April 24, 2014

‘Shock the Yard’ out to entertain all

For Joseph Shephard, the dance form known as “stepping” is too much fun for African-Americans not to share.

For Joseph Shephard, the dance form known as “stepping” is too much fun for African-Americans not to share.

That’s why “Shock the Yard,” a show started by some of Wichita State University’s historically black fraternities and sororities, is featuring performers from white, Asian and Latino organizations as well.

“This is very big for all historically African-American Greek organizations,” said Shephard, a WSU junior and the show’s emcee. “We want to take it a step bigger and share this with the entire campus.”

“Shock the Yard” takes place Saturday at the Orpheum Theatre. Now in its fifth year, the competition-style show has drawn about 800 people in the past, and organizers are hoping for an even bigger audience this year.

“It is a very high-energy evening full of fantastic performances,” said Gina Stewart, coordinator of fraternity and sorority life at WSU.

Stepping is usually described as form of group dance in which a participant’s body is used to provide the sound, including spoken words, footsteps and hand claps. Moves and stunts drawn from marching bands, break dancing and a variety of other sources are incorporated into the performance. Although its roots are not precisely known, it’s been a big part of African-American Greek groups since the early 1900s.

WSU’s Multicultural Greek Council, which is made up of seven fraternities and sororities, stages “Shock the Yard.” The competition is broken into two competitions, one in which college groups typically participate and another made up of younger teams (although this year at least one group of high schoolers is trying to win the first division).

Teams from Texas, Oklahoma, Colorado and Kansas State University are competing along with several from the Wichita area.

Many of the multicultural council’s members sponsor youth groups that participate in the show.

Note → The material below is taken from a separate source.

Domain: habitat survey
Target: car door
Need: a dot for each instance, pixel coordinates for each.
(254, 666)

For instance, Zeta Phi Beta sorority members mentor three groups who will perform – the Pearlettes, Amicettes, and Archonettes, consisting of 30 girls ranging in age from 5 to 18.

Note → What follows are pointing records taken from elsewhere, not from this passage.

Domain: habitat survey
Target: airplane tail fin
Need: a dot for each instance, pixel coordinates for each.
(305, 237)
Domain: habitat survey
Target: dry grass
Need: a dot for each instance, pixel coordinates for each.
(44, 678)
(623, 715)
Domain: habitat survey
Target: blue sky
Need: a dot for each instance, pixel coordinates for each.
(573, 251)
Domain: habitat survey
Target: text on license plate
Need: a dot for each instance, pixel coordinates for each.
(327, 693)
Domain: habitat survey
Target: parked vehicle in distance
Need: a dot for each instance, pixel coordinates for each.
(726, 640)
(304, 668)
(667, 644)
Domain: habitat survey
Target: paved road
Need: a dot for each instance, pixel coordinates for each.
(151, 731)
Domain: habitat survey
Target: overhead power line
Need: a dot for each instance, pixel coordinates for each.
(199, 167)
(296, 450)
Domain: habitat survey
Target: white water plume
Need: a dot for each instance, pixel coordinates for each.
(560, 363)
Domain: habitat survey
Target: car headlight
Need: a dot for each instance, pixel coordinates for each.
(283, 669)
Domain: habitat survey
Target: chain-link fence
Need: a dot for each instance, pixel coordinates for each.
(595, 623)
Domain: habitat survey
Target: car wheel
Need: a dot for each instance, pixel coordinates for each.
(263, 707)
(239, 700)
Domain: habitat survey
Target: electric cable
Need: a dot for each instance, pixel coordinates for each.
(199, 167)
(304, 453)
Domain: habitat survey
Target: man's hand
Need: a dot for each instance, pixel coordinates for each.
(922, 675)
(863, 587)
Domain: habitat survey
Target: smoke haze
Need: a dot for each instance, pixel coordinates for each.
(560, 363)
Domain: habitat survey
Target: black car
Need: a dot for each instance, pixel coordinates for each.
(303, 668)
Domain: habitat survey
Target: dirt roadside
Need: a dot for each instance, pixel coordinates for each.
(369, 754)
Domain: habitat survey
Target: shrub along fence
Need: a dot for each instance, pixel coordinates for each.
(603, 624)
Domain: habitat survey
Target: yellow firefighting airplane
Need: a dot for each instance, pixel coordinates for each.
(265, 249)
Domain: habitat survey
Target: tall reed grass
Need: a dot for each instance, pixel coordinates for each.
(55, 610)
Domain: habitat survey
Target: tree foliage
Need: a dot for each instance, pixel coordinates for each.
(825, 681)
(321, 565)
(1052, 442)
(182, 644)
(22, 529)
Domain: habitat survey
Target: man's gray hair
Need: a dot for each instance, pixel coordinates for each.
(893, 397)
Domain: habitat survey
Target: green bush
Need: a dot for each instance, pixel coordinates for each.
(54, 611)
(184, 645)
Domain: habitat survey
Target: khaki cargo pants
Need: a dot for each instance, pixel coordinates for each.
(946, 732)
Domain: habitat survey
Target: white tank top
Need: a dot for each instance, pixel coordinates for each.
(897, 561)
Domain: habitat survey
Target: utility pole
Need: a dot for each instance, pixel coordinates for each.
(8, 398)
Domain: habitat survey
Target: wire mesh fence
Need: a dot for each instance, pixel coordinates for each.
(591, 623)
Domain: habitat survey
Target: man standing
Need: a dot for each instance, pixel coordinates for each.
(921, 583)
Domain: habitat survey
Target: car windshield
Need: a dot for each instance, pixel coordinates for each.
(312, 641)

“Part of what we try to teach our youth groups is about leadership, teamwork and also giving back to the community,” said J’Vonnah Maryman, an alumni member of the sorority. “ ‘Shock the Yard’ provides an opportunity to exhibit skills in a fun way.”

Maryman said she stepped when she was a WSU undergrad – she’s currently a Sedgwick County Health Department employee working her doctorate at the school – “and it’s a good workout. The beats are different, and the movements are different. It takes a lot of time and energy and practice. I’m good and retired from it now.”

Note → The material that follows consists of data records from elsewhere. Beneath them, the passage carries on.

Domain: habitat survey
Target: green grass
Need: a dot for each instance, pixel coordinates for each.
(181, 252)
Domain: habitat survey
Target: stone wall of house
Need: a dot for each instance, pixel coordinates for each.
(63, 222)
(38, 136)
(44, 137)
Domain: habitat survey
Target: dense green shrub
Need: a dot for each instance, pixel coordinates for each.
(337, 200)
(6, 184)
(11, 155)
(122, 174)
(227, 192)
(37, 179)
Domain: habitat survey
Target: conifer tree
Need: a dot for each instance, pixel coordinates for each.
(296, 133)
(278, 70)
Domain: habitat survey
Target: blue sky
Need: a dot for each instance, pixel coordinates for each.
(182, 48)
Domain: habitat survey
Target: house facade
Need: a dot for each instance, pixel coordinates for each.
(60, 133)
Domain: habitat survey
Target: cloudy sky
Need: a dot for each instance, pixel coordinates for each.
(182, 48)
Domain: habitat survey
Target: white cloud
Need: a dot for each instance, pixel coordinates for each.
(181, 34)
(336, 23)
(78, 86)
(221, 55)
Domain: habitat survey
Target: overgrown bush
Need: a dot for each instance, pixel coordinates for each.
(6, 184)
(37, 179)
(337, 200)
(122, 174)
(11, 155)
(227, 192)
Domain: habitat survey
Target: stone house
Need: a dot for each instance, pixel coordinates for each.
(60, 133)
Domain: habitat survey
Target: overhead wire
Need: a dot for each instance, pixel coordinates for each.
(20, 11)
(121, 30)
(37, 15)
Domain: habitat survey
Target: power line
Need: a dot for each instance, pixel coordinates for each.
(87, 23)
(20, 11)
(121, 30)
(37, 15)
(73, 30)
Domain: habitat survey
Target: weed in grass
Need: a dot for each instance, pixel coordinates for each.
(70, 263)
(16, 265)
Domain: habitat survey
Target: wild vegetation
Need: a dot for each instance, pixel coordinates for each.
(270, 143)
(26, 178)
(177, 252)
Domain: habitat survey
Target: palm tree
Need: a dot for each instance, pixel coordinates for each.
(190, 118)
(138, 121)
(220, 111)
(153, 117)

Maryman said the competitive angle of the event is downplayed for younger teams, but the college-age teams definitely try to win by upstaging each other. Last year’s winner, from Colorado Springs, is back attempting to retain its title.

Shephard isn’t just emceeing the show, he’s also coaching the members of Alpha Phi sorority.

“They’re starting from scratch, they’ve never stepped before,” he said. “It’s pretty much a Greek unity thing, coming together to collaborate on an event.”

Alpha Phi member Destiny Meredith, a sophomore from Wichita who’s participating, said her goal “is for everyone to understand that we’re all sisters and brothers. We are really proud that Joseph wants to help us.”

Asked how the team’s routine is coming, she said, “I think we’re doing surprisingly well. We made it simple.”